Quite rightly, even though she knows that Jamie speaks the truth when he says that he has traveled with the Doctor for a long time and will take her to him, Leela remains ever vigilant and wary that she may be walking into a trap, and these two steadfast companions who come from less complicated times soon find that they have much more in common than they might otherwise imagine. Indeed, with the garden party in full swing despite Mrs De Winter’s claims that something isn’t quite right under the watchful gaze of the silent waiter Carlos, both Jamie and Leela instead see only an unkempt forested area with strange tentacled creatures before them. With brief flashes of civility manifesting and one creature taking the form of a vicar, Leela is sure that there is more magic at play, and her assertiveness among this unfamiliarity that she cannot understand takes hold as she stabs the Doctor in the shoulder with what she believes to be a lethal Janis thorn, an act that earns her a repeat battle with Jamie who proves his own loyal tenacity that serves him well against even this most honed and instinctual warrior.
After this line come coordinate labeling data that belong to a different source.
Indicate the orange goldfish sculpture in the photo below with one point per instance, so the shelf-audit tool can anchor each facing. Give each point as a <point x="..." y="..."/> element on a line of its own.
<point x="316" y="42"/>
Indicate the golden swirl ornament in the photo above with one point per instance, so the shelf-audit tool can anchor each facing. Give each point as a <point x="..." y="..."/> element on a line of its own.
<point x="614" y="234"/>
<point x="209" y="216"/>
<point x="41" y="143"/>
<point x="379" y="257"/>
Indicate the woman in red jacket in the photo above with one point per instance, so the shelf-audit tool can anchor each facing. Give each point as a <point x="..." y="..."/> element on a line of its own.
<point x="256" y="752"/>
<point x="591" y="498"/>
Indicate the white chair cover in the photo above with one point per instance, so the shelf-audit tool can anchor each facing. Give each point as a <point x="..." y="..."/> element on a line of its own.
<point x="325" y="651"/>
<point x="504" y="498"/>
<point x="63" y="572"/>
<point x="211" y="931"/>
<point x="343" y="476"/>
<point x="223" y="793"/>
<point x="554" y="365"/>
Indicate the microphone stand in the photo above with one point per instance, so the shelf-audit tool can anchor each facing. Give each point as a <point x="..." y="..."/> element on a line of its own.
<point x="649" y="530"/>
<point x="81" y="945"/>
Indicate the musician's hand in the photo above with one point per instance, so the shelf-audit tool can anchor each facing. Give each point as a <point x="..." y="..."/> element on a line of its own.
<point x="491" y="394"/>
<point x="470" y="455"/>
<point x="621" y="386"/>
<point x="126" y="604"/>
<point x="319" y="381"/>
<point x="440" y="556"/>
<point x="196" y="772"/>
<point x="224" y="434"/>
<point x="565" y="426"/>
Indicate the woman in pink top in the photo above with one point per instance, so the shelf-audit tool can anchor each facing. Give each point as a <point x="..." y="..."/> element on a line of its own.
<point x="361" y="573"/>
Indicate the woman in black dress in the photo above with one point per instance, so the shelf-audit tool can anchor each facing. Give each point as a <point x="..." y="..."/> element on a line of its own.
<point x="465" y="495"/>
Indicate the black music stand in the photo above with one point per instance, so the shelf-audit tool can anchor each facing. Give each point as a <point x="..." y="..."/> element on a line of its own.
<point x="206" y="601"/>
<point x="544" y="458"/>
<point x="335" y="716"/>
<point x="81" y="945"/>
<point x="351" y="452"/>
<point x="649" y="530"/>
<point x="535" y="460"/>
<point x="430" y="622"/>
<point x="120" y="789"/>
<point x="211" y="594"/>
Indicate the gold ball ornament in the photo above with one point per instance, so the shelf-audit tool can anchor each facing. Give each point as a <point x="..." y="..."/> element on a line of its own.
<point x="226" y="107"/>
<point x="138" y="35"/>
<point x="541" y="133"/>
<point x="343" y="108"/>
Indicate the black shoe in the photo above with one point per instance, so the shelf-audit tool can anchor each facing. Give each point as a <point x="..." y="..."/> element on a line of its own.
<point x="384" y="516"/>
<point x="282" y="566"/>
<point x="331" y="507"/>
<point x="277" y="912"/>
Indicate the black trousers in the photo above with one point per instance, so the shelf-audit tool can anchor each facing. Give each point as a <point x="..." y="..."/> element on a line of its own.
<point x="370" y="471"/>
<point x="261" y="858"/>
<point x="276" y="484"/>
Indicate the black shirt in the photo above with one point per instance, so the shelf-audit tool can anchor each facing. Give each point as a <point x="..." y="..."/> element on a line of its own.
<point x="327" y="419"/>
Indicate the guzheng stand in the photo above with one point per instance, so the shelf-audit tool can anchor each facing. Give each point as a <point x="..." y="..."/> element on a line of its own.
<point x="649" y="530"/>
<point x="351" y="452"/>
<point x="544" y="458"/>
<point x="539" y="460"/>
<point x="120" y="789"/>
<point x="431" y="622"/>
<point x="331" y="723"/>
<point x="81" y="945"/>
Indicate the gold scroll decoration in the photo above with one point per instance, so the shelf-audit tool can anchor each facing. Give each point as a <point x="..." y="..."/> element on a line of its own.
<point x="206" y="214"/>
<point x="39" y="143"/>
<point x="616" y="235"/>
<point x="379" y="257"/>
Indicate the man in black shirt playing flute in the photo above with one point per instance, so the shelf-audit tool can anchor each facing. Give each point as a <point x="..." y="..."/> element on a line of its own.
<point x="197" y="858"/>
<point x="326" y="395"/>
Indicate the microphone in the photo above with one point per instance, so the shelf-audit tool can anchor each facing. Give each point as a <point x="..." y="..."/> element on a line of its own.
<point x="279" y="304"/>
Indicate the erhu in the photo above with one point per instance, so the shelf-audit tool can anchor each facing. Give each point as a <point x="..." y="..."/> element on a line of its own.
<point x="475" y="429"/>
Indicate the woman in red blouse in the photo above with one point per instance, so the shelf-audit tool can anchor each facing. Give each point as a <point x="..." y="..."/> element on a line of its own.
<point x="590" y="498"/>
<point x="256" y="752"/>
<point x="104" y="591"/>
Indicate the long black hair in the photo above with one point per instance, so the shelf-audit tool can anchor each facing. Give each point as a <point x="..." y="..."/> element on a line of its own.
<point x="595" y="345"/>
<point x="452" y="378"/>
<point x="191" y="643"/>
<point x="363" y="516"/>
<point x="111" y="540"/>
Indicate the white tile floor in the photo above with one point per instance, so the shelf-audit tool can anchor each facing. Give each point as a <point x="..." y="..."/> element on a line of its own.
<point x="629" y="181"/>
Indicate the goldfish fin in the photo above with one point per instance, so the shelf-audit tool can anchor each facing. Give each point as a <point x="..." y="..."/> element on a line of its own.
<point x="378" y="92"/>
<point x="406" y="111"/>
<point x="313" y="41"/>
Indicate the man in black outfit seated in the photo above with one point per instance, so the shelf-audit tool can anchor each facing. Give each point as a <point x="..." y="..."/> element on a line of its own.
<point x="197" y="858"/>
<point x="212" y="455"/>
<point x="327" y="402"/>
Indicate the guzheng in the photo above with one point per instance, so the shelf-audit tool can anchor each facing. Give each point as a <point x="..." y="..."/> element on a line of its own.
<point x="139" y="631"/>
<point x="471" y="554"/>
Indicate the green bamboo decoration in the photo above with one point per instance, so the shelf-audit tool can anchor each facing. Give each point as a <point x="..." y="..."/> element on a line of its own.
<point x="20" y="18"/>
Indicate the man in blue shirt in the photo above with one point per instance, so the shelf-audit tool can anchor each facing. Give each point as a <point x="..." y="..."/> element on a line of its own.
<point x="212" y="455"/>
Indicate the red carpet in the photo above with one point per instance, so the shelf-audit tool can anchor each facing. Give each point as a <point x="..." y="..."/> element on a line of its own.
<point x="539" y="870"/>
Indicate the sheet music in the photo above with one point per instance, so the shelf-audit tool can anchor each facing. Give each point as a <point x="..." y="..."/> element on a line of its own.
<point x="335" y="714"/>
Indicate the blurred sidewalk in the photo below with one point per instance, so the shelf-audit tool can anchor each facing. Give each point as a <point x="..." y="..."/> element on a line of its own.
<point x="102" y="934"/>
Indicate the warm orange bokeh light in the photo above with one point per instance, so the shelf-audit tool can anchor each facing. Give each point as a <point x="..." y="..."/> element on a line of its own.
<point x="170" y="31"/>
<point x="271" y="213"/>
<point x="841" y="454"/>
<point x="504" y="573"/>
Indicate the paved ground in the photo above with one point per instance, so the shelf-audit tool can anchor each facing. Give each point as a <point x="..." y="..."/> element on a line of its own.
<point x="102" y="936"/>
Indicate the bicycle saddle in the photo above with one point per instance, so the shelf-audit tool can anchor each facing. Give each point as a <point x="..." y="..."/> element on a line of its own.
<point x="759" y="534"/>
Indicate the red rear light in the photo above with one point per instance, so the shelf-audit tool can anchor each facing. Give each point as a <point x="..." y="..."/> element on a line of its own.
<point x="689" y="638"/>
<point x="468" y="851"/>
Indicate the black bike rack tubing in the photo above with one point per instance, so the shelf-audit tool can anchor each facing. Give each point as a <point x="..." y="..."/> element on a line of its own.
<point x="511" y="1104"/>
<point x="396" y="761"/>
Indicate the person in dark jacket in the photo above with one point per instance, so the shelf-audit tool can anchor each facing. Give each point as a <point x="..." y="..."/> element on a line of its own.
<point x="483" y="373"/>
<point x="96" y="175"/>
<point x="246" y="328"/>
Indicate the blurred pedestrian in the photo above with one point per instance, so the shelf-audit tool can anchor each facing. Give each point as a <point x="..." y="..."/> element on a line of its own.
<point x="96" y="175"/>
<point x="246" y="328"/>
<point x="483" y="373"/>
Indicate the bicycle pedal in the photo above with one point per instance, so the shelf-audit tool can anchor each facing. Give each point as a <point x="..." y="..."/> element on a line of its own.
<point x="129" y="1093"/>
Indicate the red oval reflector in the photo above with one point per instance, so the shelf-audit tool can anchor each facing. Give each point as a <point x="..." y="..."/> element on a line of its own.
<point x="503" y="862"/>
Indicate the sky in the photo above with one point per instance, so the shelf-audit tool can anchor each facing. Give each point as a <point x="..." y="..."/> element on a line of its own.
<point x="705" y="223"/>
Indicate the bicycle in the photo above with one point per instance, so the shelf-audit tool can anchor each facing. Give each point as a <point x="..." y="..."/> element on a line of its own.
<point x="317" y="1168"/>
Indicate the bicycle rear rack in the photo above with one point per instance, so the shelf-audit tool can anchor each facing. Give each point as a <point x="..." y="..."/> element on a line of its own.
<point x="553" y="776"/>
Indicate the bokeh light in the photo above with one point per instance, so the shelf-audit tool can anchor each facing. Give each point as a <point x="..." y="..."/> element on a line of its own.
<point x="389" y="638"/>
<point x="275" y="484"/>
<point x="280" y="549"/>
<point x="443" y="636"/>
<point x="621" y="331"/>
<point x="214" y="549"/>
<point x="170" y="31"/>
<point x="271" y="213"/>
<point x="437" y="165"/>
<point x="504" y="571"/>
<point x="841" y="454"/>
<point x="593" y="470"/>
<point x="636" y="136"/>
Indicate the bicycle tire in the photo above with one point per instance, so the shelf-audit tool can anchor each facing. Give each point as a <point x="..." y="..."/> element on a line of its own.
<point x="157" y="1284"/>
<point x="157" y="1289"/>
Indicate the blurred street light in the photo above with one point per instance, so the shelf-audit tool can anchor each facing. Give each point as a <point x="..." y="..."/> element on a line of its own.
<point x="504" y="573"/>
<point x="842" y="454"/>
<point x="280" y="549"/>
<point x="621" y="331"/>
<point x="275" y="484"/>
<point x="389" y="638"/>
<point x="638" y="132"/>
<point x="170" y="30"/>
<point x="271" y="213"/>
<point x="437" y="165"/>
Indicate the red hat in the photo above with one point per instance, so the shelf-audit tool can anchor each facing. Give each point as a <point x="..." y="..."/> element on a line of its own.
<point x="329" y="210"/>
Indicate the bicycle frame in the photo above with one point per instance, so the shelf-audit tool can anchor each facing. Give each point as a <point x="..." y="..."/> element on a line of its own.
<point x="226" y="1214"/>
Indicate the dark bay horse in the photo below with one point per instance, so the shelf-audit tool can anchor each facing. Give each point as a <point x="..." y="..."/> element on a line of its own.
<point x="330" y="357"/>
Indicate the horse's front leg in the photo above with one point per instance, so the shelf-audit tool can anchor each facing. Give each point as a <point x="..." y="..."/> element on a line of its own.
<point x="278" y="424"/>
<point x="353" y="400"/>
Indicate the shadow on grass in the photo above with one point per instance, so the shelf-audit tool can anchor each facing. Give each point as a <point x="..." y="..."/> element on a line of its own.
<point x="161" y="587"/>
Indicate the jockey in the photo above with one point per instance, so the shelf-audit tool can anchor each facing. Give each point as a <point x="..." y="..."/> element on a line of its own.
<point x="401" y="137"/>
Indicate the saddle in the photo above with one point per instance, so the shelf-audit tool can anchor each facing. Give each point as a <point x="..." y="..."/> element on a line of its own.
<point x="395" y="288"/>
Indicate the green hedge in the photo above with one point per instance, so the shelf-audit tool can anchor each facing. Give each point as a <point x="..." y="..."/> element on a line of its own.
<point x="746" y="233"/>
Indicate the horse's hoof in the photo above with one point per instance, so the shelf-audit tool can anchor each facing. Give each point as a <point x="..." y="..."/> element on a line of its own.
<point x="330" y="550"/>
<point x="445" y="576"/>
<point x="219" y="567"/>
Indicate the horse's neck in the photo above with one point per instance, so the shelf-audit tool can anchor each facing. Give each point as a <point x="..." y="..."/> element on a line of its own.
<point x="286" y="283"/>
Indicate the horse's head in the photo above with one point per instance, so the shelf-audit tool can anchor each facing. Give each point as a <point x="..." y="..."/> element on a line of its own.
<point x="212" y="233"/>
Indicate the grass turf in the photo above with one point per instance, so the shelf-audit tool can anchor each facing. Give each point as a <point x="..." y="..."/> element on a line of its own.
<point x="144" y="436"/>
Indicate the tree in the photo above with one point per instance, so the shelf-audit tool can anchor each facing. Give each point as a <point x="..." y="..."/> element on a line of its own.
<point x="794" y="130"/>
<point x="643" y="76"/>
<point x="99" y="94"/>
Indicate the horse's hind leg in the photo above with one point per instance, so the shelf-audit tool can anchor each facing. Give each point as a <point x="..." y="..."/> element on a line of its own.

As the Fourth Doctor alluded to, this is a story built upon false pretenses, and the ultimate truth behind the titular dumb waiter, the garden party as a whole, and the reason for why Leela and Jamie saw the truth to varying degrees compared to everyone else who was fully consumed by the illusion is magnificently written and reasoned. During the course of the story, Mrs De Winter proves to be an utterly enthralling character who continues to gain more and more prominence as certain actions and appearances are called into question, and Louise Jameson brings her to life with great effect as the layers are continually stripped away and revealed. Jameson has, of course, perfected Leela over the years as well, and her interactions with the likewise superb Frazer Hines who expertly brings his own TARDIS trio to life are pitch perfect from beginning to end. ‘Dumb Waiter’ is anything but a traditional crossover story, but the grand ideas, danger, and misdirection on display emphasise the uniqueness and the very best of two of the most beloved companions and delivers some surprisingly tender moments as the inner strength of Victoria is revealed in full force to earn her the respect of the most noble savage with whom her own Doctor has yet to cross paths.